# looking for a camp site



## chass (Dec 16, 2009)

Anyone know to a campsite close to Jerez race circuit open in November?


----------



## DocHoliday (Jul 18, 2008)

I don't know about a proper campsite, but the huge car park (not the fenced-in bit) by the main entrance is open at all times and I've stayed there a few nights. There are some grassy bits I think if you want to pitch a tent. No services, though.

Going to watch some testing?


----------



## Bryandh (Oct 6, 2010)

If you want to stay in a full facility campsite near Jerez try the link below. About 14K from the site so some driving involved. Just spent a few days at this site and can recommend it, very quiet at this time of year which for us was ideal. Cost around 21 euros per night.

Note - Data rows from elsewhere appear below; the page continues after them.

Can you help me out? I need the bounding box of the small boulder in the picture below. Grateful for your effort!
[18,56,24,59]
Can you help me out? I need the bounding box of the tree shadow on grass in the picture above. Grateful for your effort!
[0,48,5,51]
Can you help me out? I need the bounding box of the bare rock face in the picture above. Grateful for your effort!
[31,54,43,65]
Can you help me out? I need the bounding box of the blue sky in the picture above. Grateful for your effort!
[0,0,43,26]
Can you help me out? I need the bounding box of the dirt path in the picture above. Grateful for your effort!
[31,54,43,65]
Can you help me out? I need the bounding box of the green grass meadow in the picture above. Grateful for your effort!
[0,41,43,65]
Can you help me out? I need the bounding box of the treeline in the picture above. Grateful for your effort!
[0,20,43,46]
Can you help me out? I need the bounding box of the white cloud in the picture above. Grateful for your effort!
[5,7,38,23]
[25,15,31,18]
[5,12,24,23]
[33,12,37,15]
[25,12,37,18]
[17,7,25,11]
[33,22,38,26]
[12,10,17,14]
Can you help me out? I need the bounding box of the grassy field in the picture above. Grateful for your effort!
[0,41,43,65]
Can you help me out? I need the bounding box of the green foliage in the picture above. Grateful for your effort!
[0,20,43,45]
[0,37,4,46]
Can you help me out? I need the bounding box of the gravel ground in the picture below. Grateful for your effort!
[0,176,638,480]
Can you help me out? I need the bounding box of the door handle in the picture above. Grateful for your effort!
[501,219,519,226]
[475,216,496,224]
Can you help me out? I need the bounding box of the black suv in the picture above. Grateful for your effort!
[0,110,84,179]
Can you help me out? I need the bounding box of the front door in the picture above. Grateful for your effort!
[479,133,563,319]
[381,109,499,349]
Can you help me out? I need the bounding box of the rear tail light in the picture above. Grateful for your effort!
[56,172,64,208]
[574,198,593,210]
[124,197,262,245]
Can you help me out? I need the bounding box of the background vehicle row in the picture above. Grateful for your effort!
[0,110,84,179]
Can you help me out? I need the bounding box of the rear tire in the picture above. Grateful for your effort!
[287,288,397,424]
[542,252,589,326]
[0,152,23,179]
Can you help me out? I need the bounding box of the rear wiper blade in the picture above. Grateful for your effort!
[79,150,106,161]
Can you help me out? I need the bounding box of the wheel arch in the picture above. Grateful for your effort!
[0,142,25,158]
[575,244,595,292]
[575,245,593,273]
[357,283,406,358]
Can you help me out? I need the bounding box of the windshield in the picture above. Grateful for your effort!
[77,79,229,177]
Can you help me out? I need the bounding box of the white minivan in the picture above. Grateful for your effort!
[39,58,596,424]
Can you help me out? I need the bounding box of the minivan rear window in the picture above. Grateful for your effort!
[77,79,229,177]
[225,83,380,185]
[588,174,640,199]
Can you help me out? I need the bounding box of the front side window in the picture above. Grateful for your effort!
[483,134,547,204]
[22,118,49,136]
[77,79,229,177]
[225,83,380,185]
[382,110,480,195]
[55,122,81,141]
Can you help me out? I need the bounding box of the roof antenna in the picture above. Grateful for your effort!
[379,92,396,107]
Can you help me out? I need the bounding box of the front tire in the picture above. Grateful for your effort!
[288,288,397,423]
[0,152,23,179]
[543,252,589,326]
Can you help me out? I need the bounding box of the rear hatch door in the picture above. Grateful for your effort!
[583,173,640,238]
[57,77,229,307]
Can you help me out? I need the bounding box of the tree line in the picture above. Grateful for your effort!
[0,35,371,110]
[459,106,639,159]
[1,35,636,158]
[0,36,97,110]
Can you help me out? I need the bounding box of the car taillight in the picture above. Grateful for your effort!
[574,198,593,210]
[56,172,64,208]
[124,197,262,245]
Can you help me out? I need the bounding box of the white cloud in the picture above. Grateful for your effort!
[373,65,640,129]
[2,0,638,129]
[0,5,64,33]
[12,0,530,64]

http://www.lasdunascamping.com/01_Principal.php?lang=EN


----------



## chass (Dec 16, 2009)

DocHoliday said:


> I don't know about a proper campsite, but the huge car park (not the fenced-in bit) by the main entrance is open at all times and I've stayed there a few nights. There are some grassy bits I think if you want to pitch a tent. No services, though
> 
> Going to watch some testing?


That was closed off last year

We are testing! New super stocks bike.


----------



## DocHoliday (Jul 18, 2008)

I don't know how it could be closed off - it's enormous, unfenced and there are many entrances to it. I'm referring to the scruffy concrete/gravel/scrub area to the west of the fenced bike compound - take a look at Google maps here:
36.707214, -6.044075

I stayed there for F1 testing and the MotoGP IRTA test last year.

Good luck with the testing!


----------